Creating backdoors in iOS, Android and other operating systems would be worse than handing over the U.S.' nuclear codes to its enemies, McAfee asserted in an op-ed published on Tech Insider. It's a "black day" for the U.S. and the beginning of the country's end as a world power, he wrote.

"The government has ordered a disarmament of our already ancient cybersecurity and cyberdefense systems, and it is asking us to take a walk into that near horizon where cyberwar is unquestionably waiting, with nothing more than harsh words as a weapon and the hope that our enemies will take pity at our unarmed condition and treat us fairly," stated McAfee.

McAfee stands by Apple and Apple CEO Tim Cook in their belief that this wouldn't be a one-off thing, as the FBI has suggested. The Department of Justice has already attempted to twist the arms of Apple, Facebook, Microsoft and others in cases in which law enforcement agencies sought to crack the encryption protecting consumer data.

In an open letter to Apple customers, Cook asserted that the company has done everything in its power to assist law enforcement agencies without violating the law or sacrificing the integrity of iOS. But the government still wants Apple to build a backdoor into the OS.

"Specifically, the FBI wants us to make a new version of the iPhone operating system, circumventing several important security features, and install it on an iPhone recovered during the investigation," Cook wrote. "In the wrong hands, this software — which does not exist today — would have the potential to unlock any iPhone in someone's physical possession."

McAfee's solution involved the FBI allowing him and his team of hackers to crack the encrypted iPhone. His team, composed of about 25 percent hardcore coders and 75 percent social engineers, are all prodigies and could crack the phone in a matter of weeks, McAfee insisted.

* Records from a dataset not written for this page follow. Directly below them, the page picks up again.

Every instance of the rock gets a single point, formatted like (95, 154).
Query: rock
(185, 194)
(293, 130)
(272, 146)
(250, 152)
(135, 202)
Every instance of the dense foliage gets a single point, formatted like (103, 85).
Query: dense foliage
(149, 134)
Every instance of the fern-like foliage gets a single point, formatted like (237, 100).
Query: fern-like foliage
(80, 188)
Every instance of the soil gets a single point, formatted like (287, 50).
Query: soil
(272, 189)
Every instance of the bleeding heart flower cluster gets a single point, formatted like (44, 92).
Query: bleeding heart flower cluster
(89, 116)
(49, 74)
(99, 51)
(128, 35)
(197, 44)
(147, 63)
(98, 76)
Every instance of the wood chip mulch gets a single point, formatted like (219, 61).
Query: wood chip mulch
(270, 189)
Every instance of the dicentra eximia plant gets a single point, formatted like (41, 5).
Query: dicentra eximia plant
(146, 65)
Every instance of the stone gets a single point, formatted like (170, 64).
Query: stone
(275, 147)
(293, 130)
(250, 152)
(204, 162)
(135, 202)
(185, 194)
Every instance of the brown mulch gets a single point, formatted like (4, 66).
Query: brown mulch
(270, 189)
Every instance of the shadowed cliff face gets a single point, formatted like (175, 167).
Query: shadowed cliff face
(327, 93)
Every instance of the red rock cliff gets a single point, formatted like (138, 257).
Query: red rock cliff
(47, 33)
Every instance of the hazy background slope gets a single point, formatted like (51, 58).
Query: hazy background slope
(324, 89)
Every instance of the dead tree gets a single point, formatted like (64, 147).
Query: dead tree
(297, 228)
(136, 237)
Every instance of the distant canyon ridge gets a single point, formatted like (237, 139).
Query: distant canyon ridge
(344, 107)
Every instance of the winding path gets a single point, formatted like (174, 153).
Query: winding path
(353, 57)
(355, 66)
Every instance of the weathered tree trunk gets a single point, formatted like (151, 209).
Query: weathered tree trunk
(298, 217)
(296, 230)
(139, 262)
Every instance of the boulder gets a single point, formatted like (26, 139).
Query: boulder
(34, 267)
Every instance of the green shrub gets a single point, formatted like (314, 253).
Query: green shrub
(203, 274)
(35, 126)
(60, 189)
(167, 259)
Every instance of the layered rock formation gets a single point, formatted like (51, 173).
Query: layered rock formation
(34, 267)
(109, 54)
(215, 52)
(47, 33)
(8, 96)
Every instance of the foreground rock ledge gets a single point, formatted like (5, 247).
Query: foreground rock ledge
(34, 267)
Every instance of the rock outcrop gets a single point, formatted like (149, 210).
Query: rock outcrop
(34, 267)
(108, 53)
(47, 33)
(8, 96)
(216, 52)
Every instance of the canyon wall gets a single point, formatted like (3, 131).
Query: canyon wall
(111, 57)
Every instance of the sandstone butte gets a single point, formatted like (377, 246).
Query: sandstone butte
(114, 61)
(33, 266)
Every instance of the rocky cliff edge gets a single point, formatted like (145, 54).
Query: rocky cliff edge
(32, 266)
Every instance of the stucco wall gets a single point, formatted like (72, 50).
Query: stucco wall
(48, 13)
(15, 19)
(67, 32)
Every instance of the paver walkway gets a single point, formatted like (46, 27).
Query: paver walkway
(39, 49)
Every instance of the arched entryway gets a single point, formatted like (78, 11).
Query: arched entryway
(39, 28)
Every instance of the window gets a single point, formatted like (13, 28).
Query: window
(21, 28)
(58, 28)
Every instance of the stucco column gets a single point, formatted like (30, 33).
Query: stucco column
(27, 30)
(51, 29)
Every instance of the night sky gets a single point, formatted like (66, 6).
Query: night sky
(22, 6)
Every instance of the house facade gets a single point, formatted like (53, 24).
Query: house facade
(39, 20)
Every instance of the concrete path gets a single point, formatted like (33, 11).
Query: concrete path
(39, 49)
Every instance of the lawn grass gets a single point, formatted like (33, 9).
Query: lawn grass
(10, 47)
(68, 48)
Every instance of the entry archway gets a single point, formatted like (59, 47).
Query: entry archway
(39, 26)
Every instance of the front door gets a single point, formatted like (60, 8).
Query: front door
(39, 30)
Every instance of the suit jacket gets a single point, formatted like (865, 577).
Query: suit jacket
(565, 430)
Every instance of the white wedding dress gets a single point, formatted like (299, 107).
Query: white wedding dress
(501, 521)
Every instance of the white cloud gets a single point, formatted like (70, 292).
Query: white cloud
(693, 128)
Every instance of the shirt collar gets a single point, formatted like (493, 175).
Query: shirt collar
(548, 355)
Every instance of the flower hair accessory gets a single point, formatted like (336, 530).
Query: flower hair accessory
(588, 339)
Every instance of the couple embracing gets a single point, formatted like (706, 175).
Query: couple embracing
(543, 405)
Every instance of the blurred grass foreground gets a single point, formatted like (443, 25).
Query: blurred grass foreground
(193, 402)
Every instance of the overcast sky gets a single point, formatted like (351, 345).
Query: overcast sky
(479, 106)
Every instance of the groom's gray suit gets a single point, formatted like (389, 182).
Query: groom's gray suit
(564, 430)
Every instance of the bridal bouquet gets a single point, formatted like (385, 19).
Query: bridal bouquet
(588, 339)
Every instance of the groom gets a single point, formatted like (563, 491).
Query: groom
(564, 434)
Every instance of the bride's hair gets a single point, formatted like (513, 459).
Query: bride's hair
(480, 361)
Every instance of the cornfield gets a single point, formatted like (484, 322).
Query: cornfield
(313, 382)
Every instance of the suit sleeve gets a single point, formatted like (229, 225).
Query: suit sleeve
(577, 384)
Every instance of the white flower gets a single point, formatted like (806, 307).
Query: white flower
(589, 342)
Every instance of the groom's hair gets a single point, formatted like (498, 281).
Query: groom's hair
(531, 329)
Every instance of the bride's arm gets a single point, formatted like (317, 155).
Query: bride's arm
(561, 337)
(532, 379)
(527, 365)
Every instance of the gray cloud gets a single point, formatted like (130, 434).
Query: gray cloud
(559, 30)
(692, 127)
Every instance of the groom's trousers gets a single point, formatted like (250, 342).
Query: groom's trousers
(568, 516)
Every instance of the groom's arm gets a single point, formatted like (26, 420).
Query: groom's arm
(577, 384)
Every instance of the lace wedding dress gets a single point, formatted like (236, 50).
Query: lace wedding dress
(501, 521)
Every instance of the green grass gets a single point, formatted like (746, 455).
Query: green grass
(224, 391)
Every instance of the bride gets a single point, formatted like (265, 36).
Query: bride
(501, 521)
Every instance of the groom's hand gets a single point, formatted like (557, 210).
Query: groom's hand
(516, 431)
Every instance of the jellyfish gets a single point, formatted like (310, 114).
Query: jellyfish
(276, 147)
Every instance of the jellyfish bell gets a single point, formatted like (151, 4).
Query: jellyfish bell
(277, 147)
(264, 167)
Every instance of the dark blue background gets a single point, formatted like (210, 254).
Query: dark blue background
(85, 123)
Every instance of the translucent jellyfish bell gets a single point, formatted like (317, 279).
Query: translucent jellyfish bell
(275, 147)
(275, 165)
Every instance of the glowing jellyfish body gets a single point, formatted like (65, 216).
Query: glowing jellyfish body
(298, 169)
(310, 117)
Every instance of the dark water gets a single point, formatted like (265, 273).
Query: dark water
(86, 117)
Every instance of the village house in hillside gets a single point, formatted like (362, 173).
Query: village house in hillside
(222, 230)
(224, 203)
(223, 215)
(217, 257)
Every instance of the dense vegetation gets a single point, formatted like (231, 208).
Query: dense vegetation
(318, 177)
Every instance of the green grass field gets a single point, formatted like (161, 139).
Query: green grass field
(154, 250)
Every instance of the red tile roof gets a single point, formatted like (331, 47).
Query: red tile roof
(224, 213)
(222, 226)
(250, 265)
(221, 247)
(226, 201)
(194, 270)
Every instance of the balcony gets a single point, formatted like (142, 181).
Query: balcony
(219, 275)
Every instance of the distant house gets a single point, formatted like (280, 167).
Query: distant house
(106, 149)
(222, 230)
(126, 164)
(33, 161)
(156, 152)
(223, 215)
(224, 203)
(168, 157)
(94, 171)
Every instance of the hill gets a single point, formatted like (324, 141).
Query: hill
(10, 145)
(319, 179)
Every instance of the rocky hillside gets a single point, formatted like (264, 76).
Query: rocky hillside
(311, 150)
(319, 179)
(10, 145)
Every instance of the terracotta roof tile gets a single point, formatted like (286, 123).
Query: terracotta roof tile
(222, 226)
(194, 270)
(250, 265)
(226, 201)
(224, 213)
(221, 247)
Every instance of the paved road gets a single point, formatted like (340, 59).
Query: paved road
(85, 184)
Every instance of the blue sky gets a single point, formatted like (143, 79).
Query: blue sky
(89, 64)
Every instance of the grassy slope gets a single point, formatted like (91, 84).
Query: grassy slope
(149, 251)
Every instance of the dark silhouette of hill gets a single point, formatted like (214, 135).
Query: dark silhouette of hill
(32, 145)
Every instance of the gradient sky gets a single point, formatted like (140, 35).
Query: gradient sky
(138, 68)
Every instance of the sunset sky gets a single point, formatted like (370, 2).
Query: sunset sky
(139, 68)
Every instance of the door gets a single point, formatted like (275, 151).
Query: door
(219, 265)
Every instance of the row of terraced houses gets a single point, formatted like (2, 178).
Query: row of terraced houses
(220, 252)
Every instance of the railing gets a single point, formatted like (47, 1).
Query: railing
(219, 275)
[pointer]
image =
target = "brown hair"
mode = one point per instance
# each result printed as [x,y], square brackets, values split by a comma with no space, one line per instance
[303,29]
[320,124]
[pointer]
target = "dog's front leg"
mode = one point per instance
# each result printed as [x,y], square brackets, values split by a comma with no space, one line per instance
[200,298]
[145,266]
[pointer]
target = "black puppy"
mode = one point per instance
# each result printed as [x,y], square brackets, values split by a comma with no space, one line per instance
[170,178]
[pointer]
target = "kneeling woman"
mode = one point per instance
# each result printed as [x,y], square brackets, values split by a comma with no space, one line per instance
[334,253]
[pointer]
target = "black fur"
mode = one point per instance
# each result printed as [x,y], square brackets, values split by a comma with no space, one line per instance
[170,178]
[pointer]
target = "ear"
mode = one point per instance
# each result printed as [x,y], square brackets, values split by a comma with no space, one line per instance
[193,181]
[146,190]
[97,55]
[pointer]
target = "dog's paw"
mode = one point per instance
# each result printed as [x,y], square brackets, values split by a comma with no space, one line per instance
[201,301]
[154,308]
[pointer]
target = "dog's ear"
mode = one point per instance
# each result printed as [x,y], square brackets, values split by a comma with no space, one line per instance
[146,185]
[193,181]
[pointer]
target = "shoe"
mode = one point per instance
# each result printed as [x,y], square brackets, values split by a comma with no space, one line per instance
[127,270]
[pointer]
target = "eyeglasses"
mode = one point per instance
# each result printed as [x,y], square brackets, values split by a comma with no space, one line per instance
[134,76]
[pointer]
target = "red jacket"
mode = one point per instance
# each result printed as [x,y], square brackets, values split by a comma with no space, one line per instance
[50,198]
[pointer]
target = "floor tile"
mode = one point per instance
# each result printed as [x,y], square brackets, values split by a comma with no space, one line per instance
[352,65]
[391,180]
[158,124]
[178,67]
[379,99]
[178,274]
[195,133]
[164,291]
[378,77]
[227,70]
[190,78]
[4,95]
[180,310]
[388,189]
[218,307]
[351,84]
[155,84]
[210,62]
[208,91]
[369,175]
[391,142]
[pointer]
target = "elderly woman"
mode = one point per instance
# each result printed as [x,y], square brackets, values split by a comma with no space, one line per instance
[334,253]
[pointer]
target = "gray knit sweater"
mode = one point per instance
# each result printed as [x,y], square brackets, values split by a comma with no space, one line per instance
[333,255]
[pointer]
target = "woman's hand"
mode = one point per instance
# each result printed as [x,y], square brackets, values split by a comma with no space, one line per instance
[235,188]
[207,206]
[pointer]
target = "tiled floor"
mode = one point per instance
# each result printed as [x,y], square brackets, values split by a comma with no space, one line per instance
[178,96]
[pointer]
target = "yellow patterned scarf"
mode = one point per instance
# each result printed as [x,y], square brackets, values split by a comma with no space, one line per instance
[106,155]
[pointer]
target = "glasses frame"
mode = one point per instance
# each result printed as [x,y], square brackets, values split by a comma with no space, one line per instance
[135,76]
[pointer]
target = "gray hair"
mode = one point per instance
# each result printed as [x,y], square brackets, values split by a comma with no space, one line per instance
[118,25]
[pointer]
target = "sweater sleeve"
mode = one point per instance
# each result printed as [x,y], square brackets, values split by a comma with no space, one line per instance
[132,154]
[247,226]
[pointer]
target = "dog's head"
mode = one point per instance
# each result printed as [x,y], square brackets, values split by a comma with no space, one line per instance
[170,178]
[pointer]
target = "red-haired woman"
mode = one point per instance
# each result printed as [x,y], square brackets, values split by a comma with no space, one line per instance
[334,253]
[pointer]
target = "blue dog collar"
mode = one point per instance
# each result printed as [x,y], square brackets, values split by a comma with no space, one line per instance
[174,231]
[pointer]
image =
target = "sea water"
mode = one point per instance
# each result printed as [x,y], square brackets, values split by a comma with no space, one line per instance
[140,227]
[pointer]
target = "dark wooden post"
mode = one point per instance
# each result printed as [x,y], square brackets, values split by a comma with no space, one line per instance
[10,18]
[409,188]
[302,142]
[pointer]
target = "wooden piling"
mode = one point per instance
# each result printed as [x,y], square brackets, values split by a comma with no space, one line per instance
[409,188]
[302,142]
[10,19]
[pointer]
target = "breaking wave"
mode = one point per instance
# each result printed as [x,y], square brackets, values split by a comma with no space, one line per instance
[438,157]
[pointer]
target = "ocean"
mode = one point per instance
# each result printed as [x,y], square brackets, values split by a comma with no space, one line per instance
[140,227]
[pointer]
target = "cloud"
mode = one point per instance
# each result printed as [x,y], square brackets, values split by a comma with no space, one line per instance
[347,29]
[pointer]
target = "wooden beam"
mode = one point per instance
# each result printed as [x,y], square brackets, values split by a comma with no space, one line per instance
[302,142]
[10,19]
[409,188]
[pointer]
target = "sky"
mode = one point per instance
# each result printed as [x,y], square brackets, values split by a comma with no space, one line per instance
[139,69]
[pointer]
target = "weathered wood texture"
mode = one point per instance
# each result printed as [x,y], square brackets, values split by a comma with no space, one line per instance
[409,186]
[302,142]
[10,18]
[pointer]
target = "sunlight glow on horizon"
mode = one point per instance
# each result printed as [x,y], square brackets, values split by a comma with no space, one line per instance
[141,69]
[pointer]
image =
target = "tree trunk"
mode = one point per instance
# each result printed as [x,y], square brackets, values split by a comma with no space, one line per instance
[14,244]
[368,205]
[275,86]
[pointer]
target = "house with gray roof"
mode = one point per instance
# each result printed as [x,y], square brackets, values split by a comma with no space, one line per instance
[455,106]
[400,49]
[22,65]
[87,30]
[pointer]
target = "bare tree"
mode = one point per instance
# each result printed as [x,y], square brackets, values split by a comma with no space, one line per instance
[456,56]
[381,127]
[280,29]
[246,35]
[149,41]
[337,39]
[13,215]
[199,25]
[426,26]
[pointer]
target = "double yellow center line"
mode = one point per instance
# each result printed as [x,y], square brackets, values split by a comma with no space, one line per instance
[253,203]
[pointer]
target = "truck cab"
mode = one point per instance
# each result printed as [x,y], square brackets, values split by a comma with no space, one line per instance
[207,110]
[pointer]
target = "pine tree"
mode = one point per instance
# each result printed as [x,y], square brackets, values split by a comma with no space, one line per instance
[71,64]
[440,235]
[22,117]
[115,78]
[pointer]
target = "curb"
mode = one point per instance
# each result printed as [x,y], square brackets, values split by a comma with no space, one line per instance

These hackers could work for the FBI if the bureau wasn't afraid to hire coding experts that rocked "24-inch mohawks" and huge gauges in their ears and insisted on smoking weed while they worked.

"But you bet your ass that the Chinese and Russians are hiring similar people with similar demands and have been for many years," McAfee wrote. "It's why we are decades behind in the cyber race."

While the FBI may not want to work long term with the likes of the people who work on McAfee's team, the bureau may also be opposed to doing so on a one-off basis for one simple reason.

This latest court order to Apple may be more about establishing a precedent than finding new details about the San Bernardino shooter. Cook doesn't think there's any way anyone could guarantee that a way in through a backdoor would only be used once.

"Once created, the technique could be used over and over again, on any number of devices," Cook wrote. "In the physical world, it would be the equivalent of a master key, capable of opening hundreds of millions of locks — from restaurants and banks to stores and homes. No reasonable person would find that acceptable."